Following multiple rounds of screening, we did not identify any synthetic sick or lethal (SSL) interaction with any gene in the non-essential deletion collection. Instead, we identified 12 synthetic sick interactions with essential genes (Table 1). The 12 double KOs hits showed more than 50% reduction in colony size compared to the average colony size of the plate. We repeated the screen three independent times and we selected only the hits that reproduced all three times. Furthermore, many of the hits were identified more than once (because the same strain was duplicated on different plates in the library) or different mutant alleles of the same gene were identified.
Table 1. Essential yeast genes that show synthetic sick interactions with Ypk9.

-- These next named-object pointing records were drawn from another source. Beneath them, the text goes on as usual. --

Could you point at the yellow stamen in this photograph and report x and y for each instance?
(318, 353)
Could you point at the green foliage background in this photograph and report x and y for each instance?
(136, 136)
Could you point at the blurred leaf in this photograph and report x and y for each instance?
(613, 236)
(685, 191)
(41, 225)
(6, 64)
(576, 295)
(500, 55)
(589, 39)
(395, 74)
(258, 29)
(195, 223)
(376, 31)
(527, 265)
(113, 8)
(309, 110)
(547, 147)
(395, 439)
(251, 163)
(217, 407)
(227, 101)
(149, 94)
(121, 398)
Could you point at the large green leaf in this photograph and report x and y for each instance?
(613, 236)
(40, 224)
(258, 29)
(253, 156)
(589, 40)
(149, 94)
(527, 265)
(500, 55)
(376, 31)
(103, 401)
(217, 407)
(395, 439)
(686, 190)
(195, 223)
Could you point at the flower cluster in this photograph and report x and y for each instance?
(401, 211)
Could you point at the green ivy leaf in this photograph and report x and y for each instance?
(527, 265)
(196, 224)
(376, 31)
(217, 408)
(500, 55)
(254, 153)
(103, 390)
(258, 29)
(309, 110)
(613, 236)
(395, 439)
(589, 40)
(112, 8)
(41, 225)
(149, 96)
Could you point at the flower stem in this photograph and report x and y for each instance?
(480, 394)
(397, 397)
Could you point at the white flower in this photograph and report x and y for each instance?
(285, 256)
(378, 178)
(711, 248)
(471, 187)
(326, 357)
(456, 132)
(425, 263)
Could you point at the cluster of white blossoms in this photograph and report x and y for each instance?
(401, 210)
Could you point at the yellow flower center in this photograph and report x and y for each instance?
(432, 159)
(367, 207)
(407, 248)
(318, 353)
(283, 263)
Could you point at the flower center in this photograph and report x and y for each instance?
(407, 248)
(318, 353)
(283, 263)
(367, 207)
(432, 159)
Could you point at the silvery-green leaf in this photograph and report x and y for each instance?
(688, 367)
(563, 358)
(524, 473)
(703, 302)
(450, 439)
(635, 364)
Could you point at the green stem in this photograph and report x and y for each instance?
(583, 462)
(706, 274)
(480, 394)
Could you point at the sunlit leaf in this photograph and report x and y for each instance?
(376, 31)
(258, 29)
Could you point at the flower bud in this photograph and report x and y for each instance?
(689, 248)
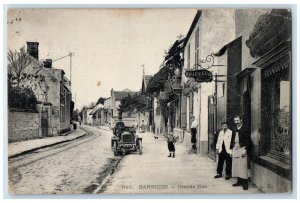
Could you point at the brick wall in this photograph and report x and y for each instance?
(23, 126)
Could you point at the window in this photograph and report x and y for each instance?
(188, 57)
(197, 46)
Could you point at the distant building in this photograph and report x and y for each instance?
(53, 92)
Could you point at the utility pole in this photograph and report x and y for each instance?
(216, 80)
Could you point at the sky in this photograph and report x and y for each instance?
(110, 46)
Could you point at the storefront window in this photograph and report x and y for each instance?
(278, 112)
(281, 136)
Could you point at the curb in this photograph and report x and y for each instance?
(45, 146)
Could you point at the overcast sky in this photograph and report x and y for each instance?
(110, 46)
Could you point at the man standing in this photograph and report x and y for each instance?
(224, 151)
(240, 145)
(119, 127)
(194, 132)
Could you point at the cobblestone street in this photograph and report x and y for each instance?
(154, 172)
(70, 170)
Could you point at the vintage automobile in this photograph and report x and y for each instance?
(126, 141)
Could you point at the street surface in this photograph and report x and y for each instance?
(154, 172)
(68, 168)
(87, 165)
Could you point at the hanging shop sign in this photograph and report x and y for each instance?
(200, 75)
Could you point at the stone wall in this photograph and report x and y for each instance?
(23, 126)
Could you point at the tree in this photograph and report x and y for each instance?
(21, 98)
(18, 61)
(18, 77)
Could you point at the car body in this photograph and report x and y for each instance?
(126, 141)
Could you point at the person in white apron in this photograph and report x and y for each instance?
(240, 145)
(224, 151)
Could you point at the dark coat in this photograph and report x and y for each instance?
(244, 137)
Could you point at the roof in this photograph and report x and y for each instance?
(222, 51)
(122, 94)
(95, 110)
(193, 25)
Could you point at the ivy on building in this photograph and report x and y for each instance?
(136, 102)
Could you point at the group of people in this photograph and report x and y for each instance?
(233, 147)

ts allele | Yeast Gene | Human Homolog | Function |
alg1-1 | ALG1 | ALG1 | Mannosyltransferase |
cdc28-td | CDC28 | CDK2 | Catalytic subunit of the main cell cycle cyclin-dependent kinase (CDK) |
cdc2-1 | POL3 | POLD1 | Catalytic subunit of DNA polymerase delta |
cdc53-1 | CDC53 | CUL1 | Cullin, structural protein of SCF complexes |
cdc12-td | CDC12 | SEPT4 | Component of the septin ring of the mother-bud neck that is required for cytokinesis |
cdc11-4, cdc11-5 | CDC11 | no | Component of the septin ring of the mother-bud neck that is required for cytokinesis |
sfh1-1 | SFH1 | SMARCB1 | Component of the RSC chromatin remodeling complex |
gab1-1 | GAB1 | PIGU | GPI transamidase subunit |
apc5-CA-PAps | APC5 | no | Subunit of the Anaphase-Promoting Complex/Cyclosome (APC/C), which is a ubiquitin-protein ligase |
myo2-16 | MYO2 | MYO5C | One of two type V myosin motors |
dim1-2 | DIM1 | DIMT1L | Essential 18S rRNA dimethylase, involved in pre-ribosomal RNA processing |
bet2-1 | BET2 | RABGGTB | Beta subunit of Type II geranylgeranyltransferase required for vesicular transport between the endoplasmic reticulum and the Golgi |
Most of the hits have a clear human homolog, and are involved in the cell cycle (APC5, CDC28, CDC53, SFH1, POL3, CDC11, CDC12), cellular transport and vesicular trafficking (ALG1, GAB1, BET2, MYO2), or RNA processing (DIM1). One interesting deletion is BET2, which encodes the beta subunit of the type II geranylgeranyl transferase required for vesicular transport between the endoplasmic reticulum and the Golgi, and provides a membrane attachment moiety to the Rab-like proteins Ypt1 and Sec4 [30], [31]. Interestingly, overexpression of either Ypt1 or Ypk9 is sufficient to rescue yeast cells from α-synuclein toxicity, by relieving the block in the ER-to-Golgi trafficking caused by α-synuclein overexpression [13], and the two genes show a synergistic interaction when co-expressed [14]. Taken together, these data suggest potential roles for Ypk9 in cell cycle and vesicular trafficking.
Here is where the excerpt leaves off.